Other changes consistent with a temporary SN-38-induced block in G1-S transition include temporary down-regulation of CDK4 and increased expression of BTG family member 2 and BCL6. CDK4 is a catalytic subunit of the protein kinase complex that is important for cell cycle G1-phase progression (31). The activity of this kinase is restricted to the G1-S phase. CDK4 is required for cell cycle progression; it phosphorylates the retinoblastoma gene product (Rb) and inactivates its repressor function. Following SN-38 exposure, CDK4 expression in HL60 decreases slightly, reaching its nadir 1 hour following drug exposure and subsequently returning to normal levels at 12 hours. The expression kinetics of CDK inhibitor 2A (p16), which inhibits CDK-4 (32), are opposite to those observed for CDK-4, suggesting a causal relationship. SN-38 exposure also leads to rapid up-regulation of BTG family member 2 and BCL6, with subsequent slow decrease to control levels. BTG family member 2 belongs to a family of structurally related proteins that seem to have antiproliferative properties and are involved in the regulation of the G1-S transition of the cell cycle (33). BCL6 is a zinc finger transcription factor that acts as a sequence-specific repressor of transcription (34).

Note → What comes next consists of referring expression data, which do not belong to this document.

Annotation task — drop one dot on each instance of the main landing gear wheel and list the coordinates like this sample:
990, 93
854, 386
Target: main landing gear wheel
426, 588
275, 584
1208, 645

Proapoptotic changes in gene expression following SN-38 exposure included down-regulation of BCL2, an integral inner mitochondrial membrane protein that blocks apoptotic death (35), and up-regulation of BCL10, which encodes a protein with a caspase recruitment domain and has been shown to induce apoptosis (36). Increased expression was also observed for BCL2/adenovirus E1B 19-kDa interacting protein 3, TNFRSF10B (death receptor 5), TNFSF2, TNFSF9 (4-1 BB-L), caspase-6 apoptosis-related cysteine protease, and TRAF family member–associated nuclear factor-κB activator/TRAF. BCL2/adenovirus E1B 19-kDa interacting protein 3 is a member of the BCL2/adenovirus E1B 19-kDa interacting protein family and has been associated with proapoptotic function (37). The dimeric mitochondrial protein encoded by this gene is known to induce apoptosis even in the presence of BCL2. It binds antiapoptotic viral E1B 19-kDa protein and cellular Bcl2 protein. The protein encoded by TNFRSF10B is a member of the TNFRSF and is involved in apoptosis signal transduction (38). The TNF gene encodes a multifunctional proinflammatory cytokine that belongs to the TNFSF and is involved in the regulation of a wide spectrum of biological processes, including cell proliferation and apoptosis (38). The protein encoded by TNFSF9 is a TNF-related ligand that induces activated T lymphocytes to proliferate and is involved in antigen presentation (39). Caspase-6 apoptosis-related cysteine protease encodes a protein that is a member of the cysteine-aspartic acid protease (caspase) family. Sequential activation of caspases plays a central role in the execution phase of cell apoptosis, and caspase-6 apoptosis-related cysteine protease is thought to function as a downstream enzyme in the caspase activation cascade (40). The TRAF family of proteins associate with and transduce signals from members of the TNFRSF and are required for TNF receptor signaling (41). These proapoptotic molecular responses observed in our study are in line with published CPT-11/SN-38 augmentation of extrinsic apoptotic response signal transduction pathways (12–17).
Down-regulation of BIRC5 (survivin) was also observed following CPT-11/SN-38 exposure in vitro and in vivo. The protein encoded by this gene is an apoptosis inhibitor that is expressed during the G2-M phase of the cell cycle. BIRC5 associates with the microtubules of the mitotic spindle, and any disruption results in the loss of apoptosis activity (42). Inhibition of signal transducers and activators of transcription 3 (STAT3) signaling has been described to induce apoptosis and decrease survivin expression in primary effusion lymphoma (43). Downstream, survivin stimulates Aurora-B kinase (serine/threonine kinase) activity and helps correctly target Aurora-B to its substrates during the cell cycle (44). One of the substrates targeted by Aurora-B is topoisomerase IIα (45). Recently, it has been suggested that an approach to targeting survivin in cancer therapy is the use of CDC2 antagonists, because CDC2 phosphorylates survivin at the Thr34 position (42). The microarray analysis showed that SN-38 down-regulates STAT3, Aurora-B kinase, topoisomerase IIα, and CDC2, suggesting that CPT-11 may be an interesting candidate for pharmacologic targeting of survivin.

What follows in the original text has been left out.